Tribune —
Pour changer le monde, soyez psychologue
Durée de lecture : 8 minutes
Alda ! a interviewé, Séverine Millet, qui est conseillère en communication
responsable. Elle est expert à ce titre auprès de l’ADEME. Elle fait aussi
de l’accompagnement du changement où elle aide à lever
les freins à l’action et à trouver les moteurs pérennes. Militante
écologiste et des droits humains depuis ses 14 ans, elle est avocate
de formation et spécialisée dans les énergies renouvelables
qu’elle traite en considérant le volet (ou les barrières) psychologique/s.
Alda - Comment êtes-vous arrivée à étudier la psychologie de la militance ?
Séverine Millet - Quand on est militant, on ne l’est pas par hasard. Les moteurs à l’action (soit dans l’humanitaire ou l’écologique) sont les mêmes : des moteurs émotionnels intéressants pour démarrer ou passer à l’action mais insuffisants pour que l’action soit pérenne, efficace et performante au final.
A l’époque, j’étais à l’Alliance pour la Planète (réseau d’associations (Greenpeace, WWF, France Nature Environnement, etc.) qui se constituait et qui a été à l’origine du Grenelle de l’environnement). On s’était rendu compte que la part qui n’était jamais prise en compte sur le terrain était la part humaine.
Depuis, j’aime représenter la crise écologique comme un iceberg.

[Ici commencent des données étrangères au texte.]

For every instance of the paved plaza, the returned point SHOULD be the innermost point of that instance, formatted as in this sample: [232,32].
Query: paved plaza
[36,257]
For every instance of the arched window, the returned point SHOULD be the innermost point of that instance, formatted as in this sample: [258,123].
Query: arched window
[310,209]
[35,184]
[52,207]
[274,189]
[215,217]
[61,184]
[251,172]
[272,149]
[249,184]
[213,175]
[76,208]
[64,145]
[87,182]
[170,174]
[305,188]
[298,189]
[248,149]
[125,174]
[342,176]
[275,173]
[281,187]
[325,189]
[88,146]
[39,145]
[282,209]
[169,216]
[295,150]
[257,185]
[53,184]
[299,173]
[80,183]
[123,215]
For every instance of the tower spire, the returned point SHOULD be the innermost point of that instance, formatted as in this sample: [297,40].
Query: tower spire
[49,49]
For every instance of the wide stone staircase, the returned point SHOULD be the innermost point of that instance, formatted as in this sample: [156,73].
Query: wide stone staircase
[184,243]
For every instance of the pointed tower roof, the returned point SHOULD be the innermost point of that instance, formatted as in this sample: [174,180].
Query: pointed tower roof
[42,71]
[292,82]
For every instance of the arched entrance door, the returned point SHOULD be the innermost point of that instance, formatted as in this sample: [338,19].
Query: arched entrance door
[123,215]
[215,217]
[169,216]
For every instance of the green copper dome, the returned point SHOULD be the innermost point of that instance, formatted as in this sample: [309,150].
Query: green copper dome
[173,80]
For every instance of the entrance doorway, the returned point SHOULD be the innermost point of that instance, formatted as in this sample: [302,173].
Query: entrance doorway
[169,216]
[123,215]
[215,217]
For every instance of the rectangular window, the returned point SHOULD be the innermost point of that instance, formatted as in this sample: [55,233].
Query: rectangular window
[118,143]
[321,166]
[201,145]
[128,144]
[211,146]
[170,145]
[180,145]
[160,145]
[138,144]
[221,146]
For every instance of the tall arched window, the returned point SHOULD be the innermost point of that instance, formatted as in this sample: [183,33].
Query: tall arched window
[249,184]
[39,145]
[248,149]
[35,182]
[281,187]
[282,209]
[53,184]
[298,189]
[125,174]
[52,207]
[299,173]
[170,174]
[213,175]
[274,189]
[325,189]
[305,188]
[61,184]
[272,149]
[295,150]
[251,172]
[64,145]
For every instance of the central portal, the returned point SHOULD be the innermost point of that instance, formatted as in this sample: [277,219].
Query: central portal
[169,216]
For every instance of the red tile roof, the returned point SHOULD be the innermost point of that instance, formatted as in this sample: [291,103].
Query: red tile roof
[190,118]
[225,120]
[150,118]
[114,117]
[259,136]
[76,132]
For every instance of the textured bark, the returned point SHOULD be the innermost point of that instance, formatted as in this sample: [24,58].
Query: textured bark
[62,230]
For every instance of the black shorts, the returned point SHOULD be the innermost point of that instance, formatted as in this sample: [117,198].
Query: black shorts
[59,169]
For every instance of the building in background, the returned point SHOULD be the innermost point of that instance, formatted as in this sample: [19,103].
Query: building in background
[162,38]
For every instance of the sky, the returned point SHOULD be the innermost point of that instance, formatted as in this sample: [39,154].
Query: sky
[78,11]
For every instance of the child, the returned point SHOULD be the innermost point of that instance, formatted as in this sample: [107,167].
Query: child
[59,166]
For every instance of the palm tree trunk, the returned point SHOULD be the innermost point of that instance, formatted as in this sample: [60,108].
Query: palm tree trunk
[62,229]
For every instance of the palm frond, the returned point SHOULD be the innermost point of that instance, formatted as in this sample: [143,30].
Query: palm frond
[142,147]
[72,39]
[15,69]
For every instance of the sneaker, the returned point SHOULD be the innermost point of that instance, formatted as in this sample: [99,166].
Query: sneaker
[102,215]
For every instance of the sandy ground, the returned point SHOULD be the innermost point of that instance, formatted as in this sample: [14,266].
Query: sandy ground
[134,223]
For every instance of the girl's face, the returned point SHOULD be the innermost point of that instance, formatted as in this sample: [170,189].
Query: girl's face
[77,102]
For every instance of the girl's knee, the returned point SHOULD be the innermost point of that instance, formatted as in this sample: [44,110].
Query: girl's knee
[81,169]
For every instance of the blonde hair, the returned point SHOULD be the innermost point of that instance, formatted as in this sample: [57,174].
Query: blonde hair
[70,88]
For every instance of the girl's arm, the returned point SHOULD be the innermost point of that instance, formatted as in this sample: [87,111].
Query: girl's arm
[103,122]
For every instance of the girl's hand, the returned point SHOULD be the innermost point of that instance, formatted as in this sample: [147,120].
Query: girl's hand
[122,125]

La partie en surface, émergée, est représentée par nos modes de production de consommation, nos choix de société, nos modes de transport, notre psychologie sociale, … En dessous, c’est la partie immergée de l’iceberg, qui regroupe tout ce qui fait que l’homme moderne occidental a fait des choix de sociétés qui actuellement ne sont pas viables... et qu’on ne travaille pas ! C’est tout ce qui concerne la psychologie, sociologie, anthropologie, culture, etc.
En effet, quand on intervient en tant que conseil, ou directeur de développement durable ou en tant que militant dans des associations, on s’intéresse surtout à agir sur la partie émergée qui est fine… On ne cherche pas à travailler et à connaître les mécanismes qui font qu’on en est arrivé là ! On met des rustines sur des roues crevées !
Pourquoi, alors que l’on est si informé, nous est-il si difficile de changer
nos comportements et nos modes de vie ?
Les sociologues de l’environnement mentionnent comme première cause la « Dissonance cognitive ». Cela arrive quand une personne est coincée entre le « il faut agir : gérer la crise écologique, sauver le monde, etc. » et une demande d’action irréalisable (dans son esprit). La situation où l’information semble ingérable au niveau humain, sauf à un niveau intellectuel. Quand une personne se trouve coincée « il faut tout changer car rien ne va, et, on va dans le mur… mais je ne peux pas changer à mon petit niveau humain »… elle est dans une dissonance cognitive qui crée une tension intérieure à la limite du supportable (sentiment d’impuissance, profonde culpabilité, etc.) et empêchant l’action !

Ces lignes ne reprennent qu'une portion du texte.